Poor Leto -- who is about 14 in Warner's retelling -- is driven from one place to the next. She finally finds sanctuary on the desolate isle of Delos, where her twins, Apollo and Artemis, are born. A wolf, herself a mother, is the only creature who aids the hapless little family as they are beaten and driven out of hiding by those who hate the very sight of powerless outsiders with no man to protect them.

Thousands of years later, Leto's story is rediscovered by a museum curator, Hortense Fernly, "the deputy keeper of Classical Antiquities at the National Museum of Albion." Fernly is in charge of an ancient bit of flotsam recently put on display: "Cartonnage, gilded and painted, high relief, glass eyes and braided wig. Mummified body inside wrapped in coffering style of weave. Linen, papyrus, horsehair, glass, human remains. Found in sarcophagus . . . lid with scene of Bacchic frenzy? Nativity scene."

Within days of its appearance in the museum, this bundle of oddments begins to draw attention, not just from serious museum goers or curatorial staff but from the less desirable human flotsam -- homeless people, students and schoolchildren, assorted eccentrics -- who also make museums their homes, especially on rainy afternoons. It is these folks who start leaving notes and offerings to the mummified figure later known as Leto. One of them, an idealistic schoolteacher named Kim McQuy, becomes increasingly obsessed with the archaeological remains. Kim has visions of Leto talking to him; he wants to incorporate her into his Web site, History Starts With Us, as a symbol of the refugee's plight in modern Europe.
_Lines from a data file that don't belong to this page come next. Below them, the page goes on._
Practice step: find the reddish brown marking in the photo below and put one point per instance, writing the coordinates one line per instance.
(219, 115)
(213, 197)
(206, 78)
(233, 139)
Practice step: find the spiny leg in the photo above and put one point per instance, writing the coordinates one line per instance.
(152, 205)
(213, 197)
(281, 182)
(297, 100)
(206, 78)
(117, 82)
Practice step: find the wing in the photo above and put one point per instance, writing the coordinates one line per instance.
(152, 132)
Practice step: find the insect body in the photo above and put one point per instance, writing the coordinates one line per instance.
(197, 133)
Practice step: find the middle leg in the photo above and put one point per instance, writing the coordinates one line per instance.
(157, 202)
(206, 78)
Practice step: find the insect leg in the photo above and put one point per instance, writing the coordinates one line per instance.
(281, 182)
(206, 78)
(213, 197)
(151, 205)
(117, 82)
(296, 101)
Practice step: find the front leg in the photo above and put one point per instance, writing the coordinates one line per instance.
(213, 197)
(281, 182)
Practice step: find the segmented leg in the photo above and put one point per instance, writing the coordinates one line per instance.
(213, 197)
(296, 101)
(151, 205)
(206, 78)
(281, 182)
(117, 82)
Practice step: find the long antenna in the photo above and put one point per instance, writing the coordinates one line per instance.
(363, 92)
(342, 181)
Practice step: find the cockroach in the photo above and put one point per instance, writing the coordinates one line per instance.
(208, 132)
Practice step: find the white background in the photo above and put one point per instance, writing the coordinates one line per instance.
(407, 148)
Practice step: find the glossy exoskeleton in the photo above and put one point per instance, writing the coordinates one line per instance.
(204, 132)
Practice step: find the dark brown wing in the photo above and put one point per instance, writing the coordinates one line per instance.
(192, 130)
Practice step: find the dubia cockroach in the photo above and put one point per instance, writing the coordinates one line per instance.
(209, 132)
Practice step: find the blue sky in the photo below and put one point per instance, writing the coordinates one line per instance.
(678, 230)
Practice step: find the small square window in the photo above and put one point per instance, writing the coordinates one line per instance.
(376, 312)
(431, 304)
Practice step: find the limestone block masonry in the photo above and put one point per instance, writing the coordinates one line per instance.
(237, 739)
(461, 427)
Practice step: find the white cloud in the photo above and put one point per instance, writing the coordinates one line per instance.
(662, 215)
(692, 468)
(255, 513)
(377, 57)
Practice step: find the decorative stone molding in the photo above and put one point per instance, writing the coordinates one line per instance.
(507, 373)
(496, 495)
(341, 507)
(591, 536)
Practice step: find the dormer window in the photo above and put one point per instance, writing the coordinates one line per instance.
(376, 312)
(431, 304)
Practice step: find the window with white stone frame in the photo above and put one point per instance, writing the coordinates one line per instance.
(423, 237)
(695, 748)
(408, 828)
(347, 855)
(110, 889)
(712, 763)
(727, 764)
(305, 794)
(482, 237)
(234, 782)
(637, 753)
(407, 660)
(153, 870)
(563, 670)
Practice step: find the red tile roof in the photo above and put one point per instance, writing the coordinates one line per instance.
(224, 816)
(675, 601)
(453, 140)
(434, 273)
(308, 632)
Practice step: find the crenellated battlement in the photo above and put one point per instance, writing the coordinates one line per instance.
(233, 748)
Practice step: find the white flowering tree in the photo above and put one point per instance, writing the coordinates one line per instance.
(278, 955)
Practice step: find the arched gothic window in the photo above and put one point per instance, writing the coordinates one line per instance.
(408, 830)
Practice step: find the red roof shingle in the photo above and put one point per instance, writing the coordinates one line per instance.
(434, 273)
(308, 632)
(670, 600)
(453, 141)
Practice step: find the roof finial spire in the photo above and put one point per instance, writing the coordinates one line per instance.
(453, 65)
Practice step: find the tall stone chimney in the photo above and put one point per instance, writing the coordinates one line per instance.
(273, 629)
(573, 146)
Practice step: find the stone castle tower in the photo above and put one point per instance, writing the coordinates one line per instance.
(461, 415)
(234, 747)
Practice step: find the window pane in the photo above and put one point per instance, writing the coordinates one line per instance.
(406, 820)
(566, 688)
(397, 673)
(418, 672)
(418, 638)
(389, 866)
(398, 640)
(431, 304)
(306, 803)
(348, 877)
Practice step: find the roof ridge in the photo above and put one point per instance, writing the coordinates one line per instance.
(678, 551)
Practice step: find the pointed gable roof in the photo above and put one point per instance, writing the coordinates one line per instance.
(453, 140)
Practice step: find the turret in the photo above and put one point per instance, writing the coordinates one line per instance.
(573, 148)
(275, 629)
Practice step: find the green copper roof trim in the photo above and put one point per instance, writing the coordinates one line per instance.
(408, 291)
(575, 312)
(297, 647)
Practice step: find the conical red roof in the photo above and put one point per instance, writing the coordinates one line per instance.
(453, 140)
Kim begins corresponding with Dr. Fernly, who arranges for him to read the translations of the papyrus scrolls found with the Leto bundle. The scrolls, and the journal kept by their 19th-century plunderer, tell tales that intersect across time and place, from ancient Greece through the 12th century and into the Victorian era. Yet all the stories feature the same central character, known variously as Laetitia, Lettice, Nellie -- a very young unmarried woman with twin children, a boy and a girl, all three gaunt and near starvation, all three forever seeking refuge, forever cast back into a maelstrom of unceasing violence between religious and ethnic factions that continues down through the centuries.
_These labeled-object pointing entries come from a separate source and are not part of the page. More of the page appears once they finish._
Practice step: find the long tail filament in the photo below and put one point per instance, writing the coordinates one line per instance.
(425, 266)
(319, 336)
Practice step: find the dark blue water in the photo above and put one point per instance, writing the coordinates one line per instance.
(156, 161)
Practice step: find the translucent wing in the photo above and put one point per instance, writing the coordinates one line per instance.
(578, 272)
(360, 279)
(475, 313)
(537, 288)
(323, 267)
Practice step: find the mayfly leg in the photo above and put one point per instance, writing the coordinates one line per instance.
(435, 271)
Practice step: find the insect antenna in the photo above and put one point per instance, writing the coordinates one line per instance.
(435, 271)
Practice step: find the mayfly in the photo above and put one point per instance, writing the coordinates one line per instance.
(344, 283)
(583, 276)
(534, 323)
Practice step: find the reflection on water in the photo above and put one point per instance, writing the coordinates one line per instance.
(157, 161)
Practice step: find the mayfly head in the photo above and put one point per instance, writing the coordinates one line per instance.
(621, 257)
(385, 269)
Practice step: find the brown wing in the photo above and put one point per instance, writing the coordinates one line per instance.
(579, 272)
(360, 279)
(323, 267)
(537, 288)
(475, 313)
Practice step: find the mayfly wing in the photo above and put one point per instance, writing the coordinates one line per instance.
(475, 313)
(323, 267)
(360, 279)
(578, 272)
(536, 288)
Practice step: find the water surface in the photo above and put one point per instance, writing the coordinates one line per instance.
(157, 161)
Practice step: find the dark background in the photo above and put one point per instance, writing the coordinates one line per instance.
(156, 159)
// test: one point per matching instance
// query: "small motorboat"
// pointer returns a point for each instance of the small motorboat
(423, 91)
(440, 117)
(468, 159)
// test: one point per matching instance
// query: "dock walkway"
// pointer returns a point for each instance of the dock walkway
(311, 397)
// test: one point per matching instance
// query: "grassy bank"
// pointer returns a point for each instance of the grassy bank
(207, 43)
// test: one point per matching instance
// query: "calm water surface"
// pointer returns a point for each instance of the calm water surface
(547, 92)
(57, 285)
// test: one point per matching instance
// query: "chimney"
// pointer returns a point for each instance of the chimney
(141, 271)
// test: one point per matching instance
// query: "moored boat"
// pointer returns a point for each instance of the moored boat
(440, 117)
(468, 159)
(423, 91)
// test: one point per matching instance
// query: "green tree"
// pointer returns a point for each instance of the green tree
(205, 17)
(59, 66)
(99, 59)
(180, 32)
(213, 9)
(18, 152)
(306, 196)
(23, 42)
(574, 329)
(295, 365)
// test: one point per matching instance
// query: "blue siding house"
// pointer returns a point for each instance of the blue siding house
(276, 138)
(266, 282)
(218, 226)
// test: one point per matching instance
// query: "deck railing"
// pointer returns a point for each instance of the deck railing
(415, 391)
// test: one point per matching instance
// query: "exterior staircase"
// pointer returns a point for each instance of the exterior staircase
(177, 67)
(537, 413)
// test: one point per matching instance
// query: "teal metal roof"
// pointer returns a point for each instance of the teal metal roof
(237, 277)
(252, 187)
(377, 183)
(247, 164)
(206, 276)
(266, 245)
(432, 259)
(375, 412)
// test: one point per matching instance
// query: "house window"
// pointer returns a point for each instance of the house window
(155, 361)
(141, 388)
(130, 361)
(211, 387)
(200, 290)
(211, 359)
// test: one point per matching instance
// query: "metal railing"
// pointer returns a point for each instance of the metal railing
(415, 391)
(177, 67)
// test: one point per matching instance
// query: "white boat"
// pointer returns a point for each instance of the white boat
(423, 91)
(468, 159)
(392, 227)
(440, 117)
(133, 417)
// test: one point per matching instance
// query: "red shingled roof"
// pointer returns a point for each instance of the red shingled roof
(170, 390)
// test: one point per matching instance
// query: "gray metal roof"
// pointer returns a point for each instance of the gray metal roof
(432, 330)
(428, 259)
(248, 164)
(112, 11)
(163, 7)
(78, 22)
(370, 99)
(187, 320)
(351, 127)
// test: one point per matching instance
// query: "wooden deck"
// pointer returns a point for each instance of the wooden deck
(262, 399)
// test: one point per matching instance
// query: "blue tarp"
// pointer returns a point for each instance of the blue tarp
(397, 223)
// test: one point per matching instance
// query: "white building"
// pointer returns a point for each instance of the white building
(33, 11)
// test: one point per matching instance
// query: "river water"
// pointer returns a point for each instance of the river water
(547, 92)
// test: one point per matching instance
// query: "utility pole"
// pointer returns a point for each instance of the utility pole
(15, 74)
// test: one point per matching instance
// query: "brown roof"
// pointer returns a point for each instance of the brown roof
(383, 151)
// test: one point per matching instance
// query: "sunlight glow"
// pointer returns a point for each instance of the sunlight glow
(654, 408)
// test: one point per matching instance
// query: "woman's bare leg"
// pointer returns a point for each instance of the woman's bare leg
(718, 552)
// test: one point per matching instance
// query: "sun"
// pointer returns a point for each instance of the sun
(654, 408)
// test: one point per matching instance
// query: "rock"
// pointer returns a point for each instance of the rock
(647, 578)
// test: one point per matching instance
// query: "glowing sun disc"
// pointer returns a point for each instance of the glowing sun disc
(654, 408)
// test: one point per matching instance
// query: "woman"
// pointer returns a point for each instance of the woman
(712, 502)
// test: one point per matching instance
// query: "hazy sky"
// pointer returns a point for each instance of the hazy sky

Warner's depiction of the childish Leto is heartbreaking. Uneducated, still bound by filaments of desire and affection for the men who use and then abandon her, Leto feeds and comforts her children as a wild thing does, nursing them until they're 5 or 6 years old, seeking always to find a better life for them, though without hope for one herself. Only a small miracle concerning the twins gives them any standing at all: Neither possesses a navel; this symbolizes their divine origin.

When Leto's wanderings bring her to Tirzah, a place very like present-day Bosnia, the story takes on even more ominous overtones, for Leto and for Kim McQuy. Because Kim himself is a displaced person: As a toddler in Tirzah, he was sold by his mother to a middle-class English couple. The adult Kim has almost no memory of his mother, now called Ella or Ellie; but she has not forgotten him, and neither has Kim's twin sister, Phoebe. Years later Ella and Phoebe make their way to England (called Albion by Warner), where their lives and Kim's once more intersect.

The Leto Bundle is strongest in this portrayal of a woman who, through all her desperate incarnations, remains a recognizable and sympathetic figure, not just a pathetic symbol of the dispossessed. Leto's sojourn as a menial hotel worker in contemporary Tirzah is extremely powerful. Less successful are the assorted plotlines woven through the modern sections of the story, especially those involving a self-absorbed folk singer named Gramercy Poule.

Marina Warner understands that myths, unlike movies or novels, never truly come to an end. And so in its closing pages The Leto Bundle circles back upon itself. Its haunting final image, that of a homeless woman wandering alone across 21st-century Europe, is redeemed by the small hope generated by the fragile web of human contacts Leto/Ella has left behind in Albion. Perhaps, this time, someone will come after her, and she will at last find a home. *

Elizabeth Hand is at work on her seventh novel, "Mortal Love."